Les quakers - également appelés "amis" ou "Société religieuse des amis" - font remonter leurs origines à 1652 dans le nord-ouest de l'Angleterre et considèrent George Fox, un prédicateur itinérant, comme leur fondateur. Avec d'autres prédicateurs, George Fox a apporté dans une Grande-Bretagne mouvementée le message de l'expérience personnelle directe de Dieu, fondée sur les Ecritures, dans un cadre clairement chrétien. Sa théologie était liée à celle des groupes anabaptistes de l'époque, bien que les quakers se soient considérés comme un groupe distinct. L'expérience personnelle directe du Saint Esprit est vécue comme la "lumière intérieure" ou le "Christ intérieur", ce "quelque chose de Dieu en chacun". Suivant les enseignements de Jésus, le sens du Royaume dans le présent, et la réticence à tuer le "quelque chose de Dieu" qui se trouve en chaque personne, les quakers refusent le service militaire et sont généralement pacifistes. Ils font partie des "Eglises traditionnellement pacifistes", avec les mennonites et l'Église des frères. Au nom de la communauté quaker mondiale, deux organisations quakers ont reçu le prix Nobel de la paix en 1947, en reconnaissance du travail humanitaire international réalisé par les quakers.

Guidés par une forte ferveur évangélique, les pasteurs quakers (tous bénévoles) répandirent le message quaker à travers la Grande-Bretagne et l'Irlande, l'Europe du Nord, les colonies britanniques des Amériques et les Caraïbes. En 1682, le roi d'Angleterre octroya à William Penn des terres - aujourd'hui connues sous le nom de Pennsylvanie - et celui-ci fonda sa capitale, Philadelphie, qui reste un centre important du quakerisme libéral. Dans les colonies, à mesure que le nombre des quakers augmentait et qu'ils se déplaçaient vers l'ouest avec l'expansion des Etats-Unis, des influences diverses ont affecté à la fois leur religion et leurs pratiques. Aujourd'hui, on compte quatre courants de quakerisme, qui sont les courants "évangélique", "programmé", "conservateur" et "libéral non programmé", le culte non programmé étant une rencontre placée sous le signe de l'attente silencieuse. Chaque courant remonte à George Fox et aux premiers quakers.

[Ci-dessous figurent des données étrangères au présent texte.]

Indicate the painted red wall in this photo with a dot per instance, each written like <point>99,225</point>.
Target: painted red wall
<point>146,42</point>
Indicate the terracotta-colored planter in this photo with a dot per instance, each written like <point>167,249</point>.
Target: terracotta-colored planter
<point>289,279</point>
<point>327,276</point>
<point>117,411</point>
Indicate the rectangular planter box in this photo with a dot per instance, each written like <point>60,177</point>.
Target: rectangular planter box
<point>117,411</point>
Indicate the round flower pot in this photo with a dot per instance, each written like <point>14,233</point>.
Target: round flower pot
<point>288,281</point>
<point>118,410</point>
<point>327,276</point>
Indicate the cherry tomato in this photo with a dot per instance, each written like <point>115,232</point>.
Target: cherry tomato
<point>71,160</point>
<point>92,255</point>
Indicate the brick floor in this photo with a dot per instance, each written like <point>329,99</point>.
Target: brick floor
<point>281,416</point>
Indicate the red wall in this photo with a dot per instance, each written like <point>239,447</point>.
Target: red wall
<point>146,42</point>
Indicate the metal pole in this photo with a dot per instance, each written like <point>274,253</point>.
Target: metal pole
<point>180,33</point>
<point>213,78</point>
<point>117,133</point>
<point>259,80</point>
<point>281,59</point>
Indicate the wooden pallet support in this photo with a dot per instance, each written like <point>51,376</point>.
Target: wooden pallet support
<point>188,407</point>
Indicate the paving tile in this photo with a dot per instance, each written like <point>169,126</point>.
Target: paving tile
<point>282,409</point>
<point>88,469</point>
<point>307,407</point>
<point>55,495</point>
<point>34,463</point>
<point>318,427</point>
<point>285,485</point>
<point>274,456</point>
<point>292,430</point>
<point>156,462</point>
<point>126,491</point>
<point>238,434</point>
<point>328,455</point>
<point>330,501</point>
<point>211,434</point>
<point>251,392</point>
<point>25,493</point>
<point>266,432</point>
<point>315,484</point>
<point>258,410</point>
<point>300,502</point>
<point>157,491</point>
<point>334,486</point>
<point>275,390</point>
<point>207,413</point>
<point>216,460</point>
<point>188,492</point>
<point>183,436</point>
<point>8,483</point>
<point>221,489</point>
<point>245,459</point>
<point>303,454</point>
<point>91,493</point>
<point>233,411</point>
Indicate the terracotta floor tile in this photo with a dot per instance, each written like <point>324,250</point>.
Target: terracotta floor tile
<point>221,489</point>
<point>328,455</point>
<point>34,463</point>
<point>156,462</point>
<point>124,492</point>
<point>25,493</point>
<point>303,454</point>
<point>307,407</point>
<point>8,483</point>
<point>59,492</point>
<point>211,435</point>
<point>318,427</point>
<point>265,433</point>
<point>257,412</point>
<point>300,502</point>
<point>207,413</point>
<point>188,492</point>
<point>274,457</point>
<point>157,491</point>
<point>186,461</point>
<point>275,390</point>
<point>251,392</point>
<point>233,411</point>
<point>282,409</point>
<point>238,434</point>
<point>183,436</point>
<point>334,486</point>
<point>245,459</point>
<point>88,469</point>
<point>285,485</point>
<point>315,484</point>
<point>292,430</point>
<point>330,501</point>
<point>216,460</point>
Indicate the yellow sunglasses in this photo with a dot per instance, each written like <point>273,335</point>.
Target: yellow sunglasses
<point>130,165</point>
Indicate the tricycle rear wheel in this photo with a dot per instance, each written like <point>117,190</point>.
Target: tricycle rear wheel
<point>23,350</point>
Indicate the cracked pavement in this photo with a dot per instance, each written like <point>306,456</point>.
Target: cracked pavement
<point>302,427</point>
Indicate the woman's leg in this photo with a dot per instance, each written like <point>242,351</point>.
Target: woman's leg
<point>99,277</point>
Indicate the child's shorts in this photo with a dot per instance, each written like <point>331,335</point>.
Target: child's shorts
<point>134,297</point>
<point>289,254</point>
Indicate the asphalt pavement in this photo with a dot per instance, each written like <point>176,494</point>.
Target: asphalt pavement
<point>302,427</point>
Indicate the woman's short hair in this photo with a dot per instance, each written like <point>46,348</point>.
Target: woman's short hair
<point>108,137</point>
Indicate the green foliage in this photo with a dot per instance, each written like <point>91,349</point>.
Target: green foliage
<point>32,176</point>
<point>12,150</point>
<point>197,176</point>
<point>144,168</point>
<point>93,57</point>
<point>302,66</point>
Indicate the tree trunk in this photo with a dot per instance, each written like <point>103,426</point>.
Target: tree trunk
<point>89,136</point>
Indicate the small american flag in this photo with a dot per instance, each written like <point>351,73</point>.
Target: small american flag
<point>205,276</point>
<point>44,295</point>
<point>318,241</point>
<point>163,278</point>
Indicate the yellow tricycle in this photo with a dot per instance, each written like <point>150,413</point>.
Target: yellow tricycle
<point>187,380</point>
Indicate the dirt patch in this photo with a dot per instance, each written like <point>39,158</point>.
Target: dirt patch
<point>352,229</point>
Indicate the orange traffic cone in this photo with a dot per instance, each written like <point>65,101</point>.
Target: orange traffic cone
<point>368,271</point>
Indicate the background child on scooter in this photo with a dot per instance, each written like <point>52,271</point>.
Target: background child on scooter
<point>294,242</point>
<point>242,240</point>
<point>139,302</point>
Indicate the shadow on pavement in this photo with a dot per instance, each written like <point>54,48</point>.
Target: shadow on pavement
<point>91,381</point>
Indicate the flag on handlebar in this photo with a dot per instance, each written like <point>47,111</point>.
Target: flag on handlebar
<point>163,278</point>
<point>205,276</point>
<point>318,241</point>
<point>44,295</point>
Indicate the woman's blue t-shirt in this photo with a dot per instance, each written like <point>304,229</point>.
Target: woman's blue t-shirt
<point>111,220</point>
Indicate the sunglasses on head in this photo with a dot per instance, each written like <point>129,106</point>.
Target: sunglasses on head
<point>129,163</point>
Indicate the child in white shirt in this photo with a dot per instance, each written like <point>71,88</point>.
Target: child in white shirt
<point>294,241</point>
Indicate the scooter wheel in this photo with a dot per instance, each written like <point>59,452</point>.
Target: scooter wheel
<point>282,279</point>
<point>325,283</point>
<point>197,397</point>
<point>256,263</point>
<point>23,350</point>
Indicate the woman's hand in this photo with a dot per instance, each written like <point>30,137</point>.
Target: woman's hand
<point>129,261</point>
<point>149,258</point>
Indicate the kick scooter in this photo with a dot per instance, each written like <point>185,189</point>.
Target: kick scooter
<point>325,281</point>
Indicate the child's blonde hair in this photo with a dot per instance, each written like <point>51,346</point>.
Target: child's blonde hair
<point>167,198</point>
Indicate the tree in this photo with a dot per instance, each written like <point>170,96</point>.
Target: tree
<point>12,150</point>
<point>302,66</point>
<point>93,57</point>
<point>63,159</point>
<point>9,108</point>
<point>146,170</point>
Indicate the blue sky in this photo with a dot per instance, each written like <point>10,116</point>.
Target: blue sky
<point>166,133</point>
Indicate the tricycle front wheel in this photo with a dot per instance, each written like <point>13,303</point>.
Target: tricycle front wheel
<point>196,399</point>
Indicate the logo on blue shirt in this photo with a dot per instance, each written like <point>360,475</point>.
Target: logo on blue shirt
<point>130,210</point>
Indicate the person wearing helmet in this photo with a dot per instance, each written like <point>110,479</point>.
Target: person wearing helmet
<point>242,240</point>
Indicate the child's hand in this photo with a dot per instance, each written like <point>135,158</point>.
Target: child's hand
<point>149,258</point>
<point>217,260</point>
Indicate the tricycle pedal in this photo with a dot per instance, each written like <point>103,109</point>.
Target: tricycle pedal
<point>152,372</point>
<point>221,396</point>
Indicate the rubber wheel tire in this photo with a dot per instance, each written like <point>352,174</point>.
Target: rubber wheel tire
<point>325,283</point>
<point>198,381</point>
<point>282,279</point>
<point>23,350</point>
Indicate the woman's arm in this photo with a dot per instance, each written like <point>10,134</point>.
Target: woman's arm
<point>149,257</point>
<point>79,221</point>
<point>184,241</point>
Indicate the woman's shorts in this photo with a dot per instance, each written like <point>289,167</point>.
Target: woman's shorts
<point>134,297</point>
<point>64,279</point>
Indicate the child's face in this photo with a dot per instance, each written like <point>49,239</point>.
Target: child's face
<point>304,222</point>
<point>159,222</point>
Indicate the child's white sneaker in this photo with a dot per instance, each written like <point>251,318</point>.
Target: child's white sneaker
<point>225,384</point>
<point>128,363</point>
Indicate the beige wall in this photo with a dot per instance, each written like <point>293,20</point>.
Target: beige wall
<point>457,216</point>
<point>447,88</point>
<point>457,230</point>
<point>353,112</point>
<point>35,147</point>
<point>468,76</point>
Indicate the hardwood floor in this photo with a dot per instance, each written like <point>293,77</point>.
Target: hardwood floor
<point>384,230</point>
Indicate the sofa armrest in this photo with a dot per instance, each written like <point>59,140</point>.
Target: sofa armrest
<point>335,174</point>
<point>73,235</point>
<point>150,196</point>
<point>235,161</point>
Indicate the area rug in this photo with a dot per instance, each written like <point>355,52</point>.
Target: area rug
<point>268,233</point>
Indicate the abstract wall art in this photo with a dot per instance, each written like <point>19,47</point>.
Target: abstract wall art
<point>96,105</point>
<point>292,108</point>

Au début du XXe siècle, des quakers d'Amérique du Nord et d'Europe envoyèrent des missionnaires en Amérique latine, en Afrique et en Inde. Aujourd'hui la plus grande communauté de quakers se trouve en Afrique de l'Est; ce sont des amis pratiquant le culte sous la conduite d'un pasteur (courant "programmé"). Des amis "évangéliques" se trouvent en Afrique centrale, en Inde, au Pérou, en Bolivie, à Taiwan et en Amérique centrale. Les amis "libéraux non programmés" sont majoritaires en Europe, en Afrique centrale et australe, ainsi que dans le nord-est des Etats-Unis. Dans la Société religieuse des amis - désignation officielle de l'Eglise -, l'organisation part des Assemblées ou Eglises mensuelles locales, qui font partie de rassemblements plus vastes appelés Assemblées annuelles. Il existe des organisations faîtières, notamment Evangelical Friends International, le Friends United Meeting (tradition "programmée") et la Friends General Conference (tradition "libérale non programmée"), qui regroupent plusieurs Assemblées annuelles.